United Arab Emirates
What has been noticed is the same regional e-commerce players who capitalised on the Saudi Arabia CITC guidelines to reduce dealings with cash adopted similar strategies to reduce offering COD and make it less appealing.
As a result, there has been a noticeable reduction in COD transactions but not to the same extent as we have seen in KSA. We saw a decrease of 15-20 per cent decrease in COD orders adoption. This is quite natural given that UAE consumers were more likely to pay online.
Effect on the courier companies
It goes without saying that offering cash on delivery puts greater strain and requires more resources from both the back-end operations and the last mile couriers delivering and collecting the cost of goods.
The reduction in the percentage of COD transactions has a very positive effect on the productivity of the courier companies and enables them to deliver more packages using the same resources.
As consumers were not as mobile as before, the chance for the courier to get hold of the consignees and deliver packages increased during the pandemic. The average ratio of attempted deliveries to successful ones was reduced by 10 per cent.
The restrictions on the ground also had a very positive effect on the traffic situation where roads became less congested, enabling the delivery vehicles to navigate faster.
Unfortunately, the positive effects overall were offset by the reduction of the working hours allowed for courier companies as a result of the same curfews and restrictions.
Looking at the significant reduction in COD in Saudi Arabia, it is obvious that consumers will respond to external factors like CITC guidelines to reduce handling cash and pay online. Online retailers have strongly pushed customers to pay online, but only a few online retailers have adopted such a strategy and overall, retailers who are fiercely competing against each other found it difficult to lose market share.
Offering COD during the pandemic was really a two-edged sword for both sides of the equation.
The consumer who used to shop using COD has been experiencing extended and longer delivery times by both the retailers with their own fleet and courier companies who had to deal with multiple factors from lockdown to shortened working hours and to a surge of business. It is quite natural in such circumstances to feel more comfortable using COD and pay only when goods are delivered or shipped at the very least.

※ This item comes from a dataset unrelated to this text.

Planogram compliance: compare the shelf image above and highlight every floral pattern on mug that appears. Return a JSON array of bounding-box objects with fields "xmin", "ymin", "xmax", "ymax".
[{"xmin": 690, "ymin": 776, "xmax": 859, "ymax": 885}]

Naturally many e-commerce companies faced operational pressure to handle the surge which resulted in longer processing times and longer delivery times, which had a direct negative impact with the percentage of successfully delivered COD orders.
I believe the shift toward online payment and the decrease in adopting COD will have a sticky effect as more consumers change their behavior. However, as lockdown restrictions are lifted and life returns back to normalcy, then some customers would be tempted to revert back to using COD as they now more choice in the number of e-commerce sites and retailers will be forced to offer a full suite of payment options to stay relevant.
The positive increase in the adoption of online payment will translate to a much better streamlined delivery experience at a lower cost for all parties involved from the online retailers to courier companies and the consumers themselves.
Data in the coming few months will certainly validate our assumptions and hypothesis about consumer behaviour, market dynamics and the way the e-commerce ecosystem develops.